Wetenschap - 1 januari 1970

India says no to Dutch development aid

India says no to Dutch development aid

India says no to Dutch development aid

The Indian government has indicated that it no longer wishes to receive
direct development assistance from 14 small countries.

In the future it will only accept bilateral aid from big countries
including Japan, England, the US, the EU and Russia. The Dutch minister for
development cooperation, Agnes van Ardenne, has welcomed the move, and
invited the Indian government to take over the programmes that are still
running. What does the end of over forty years of development assistance
mean? Professor Arie Kuyvenhoven of the Development Economics group at
Wageningen University gives his view of the matter.

“The move is not only symbolic. I think that India is giving a very clear
signal that it wants to streamline its international relations. Small
countries are of less importance, and the fact that Dutch assistance is
worth more than that of the United States and other donor countries is
neither here nor there. However you look at it, the amount that the
Netherlands gives is very small in relation to the total investment
requirements of India. The Dutch development assistance budget for India is
€ 71 million for 2003. Compared with the size of the Indian population and
budget this is just a drop in the ocean. But more to the point, I don’t
think that this move necessarily means the end of projects carried out by
the co-financing organisations, many of which are directly aimed at poverty
alleviation. These continue outside the sphere of government doings.

The most important signal that India appears to be giving is that it is no
longer prepared to discuss the conditions of development aid with each
individual country. You can also read into it that the Indian government
would prefer to negotiate with Brussels. For the Dutch development world
this probably comes as a shock, after all we have been used to playing a
sort of pioneering role in the field.


I suspect that the Indian request is also motivated by pride. India has
never really liked having to be in a position to ask for help. Even before
the Green Revolution, in the 1960s when India was not yet self sufficient
in food and suffered from famines, there was great reluctance to ask for
food assistance.

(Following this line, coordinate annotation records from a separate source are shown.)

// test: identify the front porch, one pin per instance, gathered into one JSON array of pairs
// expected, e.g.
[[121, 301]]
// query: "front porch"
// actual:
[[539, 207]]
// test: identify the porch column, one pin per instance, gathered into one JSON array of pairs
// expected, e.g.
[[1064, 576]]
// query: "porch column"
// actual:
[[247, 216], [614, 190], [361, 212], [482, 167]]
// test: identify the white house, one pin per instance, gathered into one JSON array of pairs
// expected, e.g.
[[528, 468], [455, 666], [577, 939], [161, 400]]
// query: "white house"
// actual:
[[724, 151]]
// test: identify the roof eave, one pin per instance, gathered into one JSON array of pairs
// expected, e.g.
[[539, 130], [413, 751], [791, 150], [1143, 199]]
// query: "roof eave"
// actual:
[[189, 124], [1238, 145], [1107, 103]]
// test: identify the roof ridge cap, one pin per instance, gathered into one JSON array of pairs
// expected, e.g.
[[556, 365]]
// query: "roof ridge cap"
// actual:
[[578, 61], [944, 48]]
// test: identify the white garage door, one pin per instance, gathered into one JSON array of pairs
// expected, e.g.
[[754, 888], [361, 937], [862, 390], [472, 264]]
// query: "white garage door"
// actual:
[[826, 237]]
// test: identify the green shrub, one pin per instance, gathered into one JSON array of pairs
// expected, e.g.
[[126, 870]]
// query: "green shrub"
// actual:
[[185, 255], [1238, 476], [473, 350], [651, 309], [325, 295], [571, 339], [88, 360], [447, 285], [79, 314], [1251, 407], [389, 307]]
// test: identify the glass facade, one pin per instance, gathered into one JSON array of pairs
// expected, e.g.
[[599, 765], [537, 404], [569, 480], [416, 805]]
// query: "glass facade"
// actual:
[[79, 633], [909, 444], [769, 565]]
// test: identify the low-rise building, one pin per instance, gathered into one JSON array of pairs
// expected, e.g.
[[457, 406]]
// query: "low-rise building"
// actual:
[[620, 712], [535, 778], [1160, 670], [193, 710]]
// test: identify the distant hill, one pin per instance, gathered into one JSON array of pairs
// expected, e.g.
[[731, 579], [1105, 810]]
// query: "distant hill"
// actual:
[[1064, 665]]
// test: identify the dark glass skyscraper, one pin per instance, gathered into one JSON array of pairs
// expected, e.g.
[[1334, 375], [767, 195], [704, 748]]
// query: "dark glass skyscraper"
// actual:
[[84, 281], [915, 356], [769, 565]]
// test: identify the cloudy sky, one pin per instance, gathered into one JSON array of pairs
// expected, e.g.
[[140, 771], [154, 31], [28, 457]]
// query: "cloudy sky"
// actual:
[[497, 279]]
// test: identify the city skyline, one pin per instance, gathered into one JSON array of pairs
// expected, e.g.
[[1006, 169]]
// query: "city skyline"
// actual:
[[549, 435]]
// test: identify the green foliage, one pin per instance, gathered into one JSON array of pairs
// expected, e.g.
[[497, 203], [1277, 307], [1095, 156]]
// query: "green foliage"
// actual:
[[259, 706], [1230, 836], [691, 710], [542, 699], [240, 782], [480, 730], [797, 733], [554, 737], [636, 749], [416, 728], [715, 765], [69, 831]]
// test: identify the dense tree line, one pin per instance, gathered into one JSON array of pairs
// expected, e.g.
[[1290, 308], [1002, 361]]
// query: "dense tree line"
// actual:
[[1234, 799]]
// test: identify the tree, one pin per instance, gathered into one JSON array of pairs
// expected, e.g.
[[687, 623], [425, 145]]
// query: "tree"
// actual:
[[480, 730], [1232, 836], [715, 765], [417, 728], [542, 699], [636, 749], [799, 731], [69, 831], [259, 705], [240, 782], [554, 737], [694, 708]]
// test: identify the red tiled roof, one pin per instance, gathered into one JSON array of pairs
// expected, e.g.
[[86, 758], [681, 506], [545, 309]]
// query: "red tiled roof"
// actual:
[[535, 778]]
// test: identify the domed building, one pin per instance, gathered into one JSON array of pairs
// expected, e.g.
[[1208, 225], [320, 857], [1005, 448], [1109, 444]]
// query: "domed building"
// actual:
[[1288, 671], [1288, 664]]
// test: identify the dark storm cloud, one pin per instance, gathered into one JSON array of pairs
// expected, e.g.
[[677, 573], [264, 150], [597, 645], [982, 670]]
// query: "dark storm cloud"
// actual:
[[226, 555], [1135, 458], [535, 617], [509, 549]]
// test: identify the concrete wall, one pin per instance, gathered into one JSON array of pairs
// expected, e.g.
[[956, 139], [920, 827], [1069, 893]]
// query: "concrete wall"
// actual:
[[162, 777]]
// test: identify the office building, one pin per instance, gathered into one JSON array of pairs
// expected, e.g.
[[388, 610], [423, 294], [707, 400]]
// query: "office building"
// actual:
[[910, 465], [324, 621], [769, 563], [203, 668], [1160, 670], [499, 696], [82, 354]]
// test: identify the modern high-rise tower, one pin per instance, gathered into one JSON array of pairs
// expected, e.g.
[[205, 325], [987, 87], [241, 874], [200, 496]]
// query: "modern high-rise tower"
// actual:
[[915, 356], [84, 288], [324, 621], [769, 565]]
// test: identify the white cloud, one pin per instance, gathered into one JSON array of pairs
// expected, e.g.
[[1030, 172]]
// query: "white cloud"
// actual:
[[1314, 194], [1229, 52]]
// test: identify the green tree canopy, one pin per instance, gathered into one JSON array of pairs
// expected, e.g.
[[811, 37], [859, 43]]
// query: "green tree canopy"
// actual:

In his memoirs, the economist and former US ambassador to
India, John Kenneth Galbraith describes the efforts the Americans went to
to offer assistance without denting the pride of the Indian government.
India is now very clearly choosing a similar approach to that adopted by
China. It is a big country, with a big culture, and it is capable of
standing on its own two feet. What a small country like the Netherlands
thinks about this is not particularly relevant.

I can also imagine that the Indian move is actually quite convenient for
Van Ardenne [Dutch minister of development cooperation]. The new Dutch
cabinet is going all out for budget cuts, and development cooperation has
less to spend. Van Ardenne’s offer to speed up the handing over of the
Dutch programmes in India, instead of bringing them slowly to a close, must
be seen in this context.

Of course all these developments do not mean that India no longer has any
problems. It is still the country with the most underfed people. Although
India as a whole is self sufficient in food, a large proportion of the
population is too poor to be able to feed itself. The fact that India is
now clearly taking responsibility for this itself should be praised.